Schwarzenegger acknowledges another "hot affair" years earlier with actress Brigitte Nielsen, when he and she were filming the 1985 movie "Red Sonja."
Schwarzenegger says the affair, which occurred while he was in a relationship with Shriver, was a "fling" that only "underlined what I already knew: I wanted Maria to be my wife."
He says he is still in love with Shriver and is optimistic about a reconciliation.
Shriver, of the prominent Kennedy clan, moved out of the family's Brentwood home and filed for divorce last year.
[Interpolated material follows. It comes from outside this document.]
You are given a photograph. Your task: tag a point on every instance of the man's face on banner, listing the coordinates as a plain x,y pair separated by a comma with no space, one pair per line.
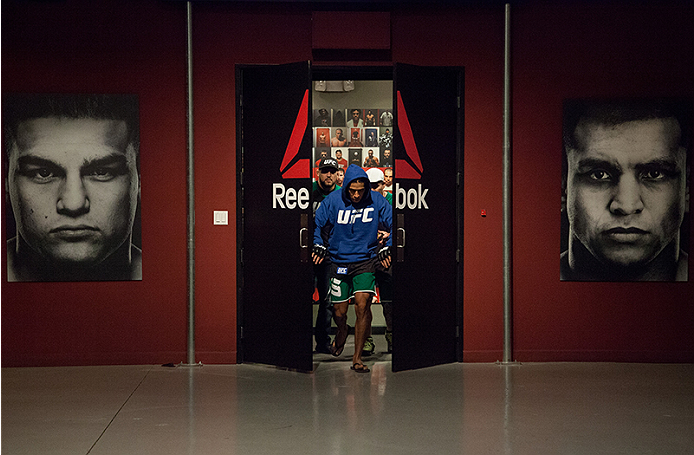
74,187
627,189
A Shriver spokesman declined to comment.
The revelation of the affair briefly set back Schwarzenegger's return to acting, but he appeared recently in "The Expendables 2" and has two upcoming movies, "The Tomb" and "The Last Stand."
At the conclusion of his "60 minutes" interview Sunday, Schwarzenegger was asked if he was "just moving forward again now? Just plow ahead?"
"If you would have asked me 10 years ago, five years ago, two years ago, what is the most important thing in my life, I would tell you over and over, 'It's my marriage, it's my family,' " Schwarzenegger said. "So the thing that really meant the most to me kinda fell apart because of my doing. That is something that I will always look back and say, 'How could you have done that?' "
In the promotion of his book and of his institute, Schwarzenegger once again is selling. It is a trade he practiced while peddling ice cream near his childhood home in Austria and marketing supplements as a bodybuilder.